The Government plans to ‘eliminate’ the use of agency staff across the NHS by the end of this parliament, it has said in a letter to ICBs.
It will also consider a new law to enforce this if ‘sufficient progress’ to reduce spending on agency staff is not made by autumn 2025, the health secretary said.
In a letter to ICBs and trusts, health secretary Wes Streeting and NHS England chief executive Sir James Mackey said they would be taking ‘decisive action’ to ensure trusts meet the temporary staffing target set out in the planning guidance. This target was to reduce spending on agency staff by 30% over the next financial year.
However, it added that the aim was to ‘eliminate agency use altogether by the end of this government’s term of office’, and that the DHSC and NHS England would establish a delivery group to monitor the progress of this.
‘If we do not feel that sufficient progress is being made by the autumn, we will consider what further legislative steps we should take to ensure that use of agency staff is brought to an end,’ the letter said.
They added that so far agency spending in 2025 was down by £1bn compared to 2024, following the crackdown on ‘rip-off’ temporary staffing agencies.
In 2023 to 2024, the NHS spent around £3bn on agency staff, according to the Department of Health and Social Care (DHSC).
The letter said: ‘We are clear that there is no room for waste in the NHS and every organisation within the health service must play its part. It is simply not right that the taxpayer should foot the bill for billions of pounds of spend on agency staff.

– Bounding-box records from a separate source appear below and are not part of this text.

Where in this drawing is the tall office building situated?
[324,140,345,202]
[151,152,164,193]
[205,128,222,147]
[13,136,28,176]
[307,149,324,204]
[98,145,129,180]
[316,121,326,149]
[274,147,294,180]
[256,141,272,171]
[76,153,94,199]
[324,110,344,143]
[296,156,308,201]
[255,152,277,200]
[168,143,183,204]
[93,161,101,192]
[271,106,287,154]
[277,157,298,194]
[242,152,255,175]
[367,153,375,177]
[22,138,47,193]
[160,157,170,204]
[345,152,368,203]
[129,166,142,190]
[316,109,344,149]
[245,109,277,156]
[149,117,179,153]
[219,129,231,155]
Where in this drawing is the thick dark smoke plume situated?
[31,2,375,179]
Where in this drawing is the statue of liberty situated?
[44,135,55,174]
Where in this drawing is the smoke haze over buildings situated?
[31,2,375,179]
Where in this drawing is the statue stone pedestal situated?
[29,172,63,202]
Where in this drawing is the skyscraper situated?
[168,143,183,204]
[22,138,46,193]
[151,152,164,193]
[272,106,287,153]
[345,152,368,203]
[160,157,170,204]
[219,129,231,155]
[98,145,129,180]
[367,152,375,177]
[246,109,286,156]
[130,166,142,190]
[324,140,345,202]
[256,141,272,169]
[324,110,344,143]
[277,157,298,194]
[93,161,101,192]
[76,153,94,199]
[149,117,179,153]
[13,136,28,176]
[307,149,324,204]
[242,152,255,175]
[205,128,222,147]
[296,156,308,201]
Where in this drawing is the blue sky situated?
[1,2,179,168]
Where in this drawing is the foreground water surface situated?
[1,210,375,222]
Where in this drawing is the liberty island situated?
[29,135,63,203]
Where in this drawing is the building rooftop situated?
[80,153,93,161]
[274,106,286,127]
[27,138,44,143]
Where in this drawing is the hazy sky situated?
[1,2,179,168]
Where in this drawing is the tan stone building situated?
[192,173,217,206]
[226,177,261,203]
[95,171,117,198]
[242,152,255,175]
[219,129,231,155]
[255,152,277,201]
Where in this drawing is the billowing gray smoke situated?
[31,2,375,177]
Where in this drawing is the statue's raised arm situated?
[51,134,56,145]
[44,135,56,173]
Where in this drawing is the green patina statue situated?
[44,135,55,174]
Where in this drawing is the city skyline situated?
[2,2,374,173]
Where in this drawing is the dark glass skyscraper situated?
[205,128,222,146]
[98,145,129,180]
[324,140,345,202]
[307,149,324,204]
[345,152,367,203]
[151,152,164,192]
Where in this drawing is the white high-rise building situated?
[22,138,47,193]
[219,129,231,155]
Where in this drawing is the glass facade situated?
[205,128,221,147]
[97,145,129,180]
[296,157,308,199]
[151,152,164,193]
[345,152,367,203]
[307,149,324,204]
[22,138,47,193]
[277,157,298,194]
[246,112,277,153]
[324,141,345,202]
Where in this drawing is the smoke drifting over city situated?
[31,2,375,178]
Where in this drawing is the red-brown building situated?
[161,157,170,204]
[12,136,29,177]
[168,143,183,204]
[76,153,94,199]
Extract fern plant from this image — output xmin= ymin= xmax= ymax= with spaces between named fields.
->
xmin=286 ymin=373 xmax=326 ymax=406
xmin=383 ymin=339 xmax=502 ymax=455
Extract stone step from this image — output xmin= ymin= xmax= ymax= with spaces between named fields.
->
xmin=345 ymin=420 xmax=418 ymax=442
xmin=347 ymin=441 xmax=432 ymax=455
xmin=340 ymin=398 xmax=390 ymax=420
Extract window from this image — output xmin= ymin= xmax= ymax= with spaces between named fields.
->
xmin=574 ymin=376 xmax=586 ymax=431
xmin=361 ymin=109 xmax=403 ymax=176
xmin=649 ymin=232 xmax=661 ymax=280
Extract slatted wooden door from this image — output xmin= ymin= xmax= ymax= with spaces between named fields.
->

‘In most cases, agency margins are an unnecessary cost to the service, when other models allow access to the same flexible workforce.’
Health minister Ashley Dalton said: ‘The taxpayer has been footing the bill for rip-off agencies for too long – while patients have languished on waiting lists and demoralised staff faced years of pay erosion.
‘That’s why we are pledging to eliminate this squander, and through our Plan for Change we are making major progress and seeing a radical reduction in costs.
‘We’re already backing our health workers with above-inflation pay rises and now nearly £1bn is being reinvested back to the frontline, getting patients off waiting lists and putting money back into our workforce’s pocket.’
Elizabeth O’Mahony, chief financial officer at NHS England, added: ‘The NHS is fully committed to making sure that every penny of taxpayers’ money is used wisely to the benefit of patients and the quality of care they receive.
‘Our reforms towards driving down agency spend by nearly £1bn over the past year will boost frontline services and help to cut down waiting lists, while ensuring fairness for our permanent staff.’
It comes as ICBs have begun to reveal their plans to cut costs across their systems, with the East of England region planning to go from six ICBs to just three, and ICBs across the South West also planning to ‘cluster’.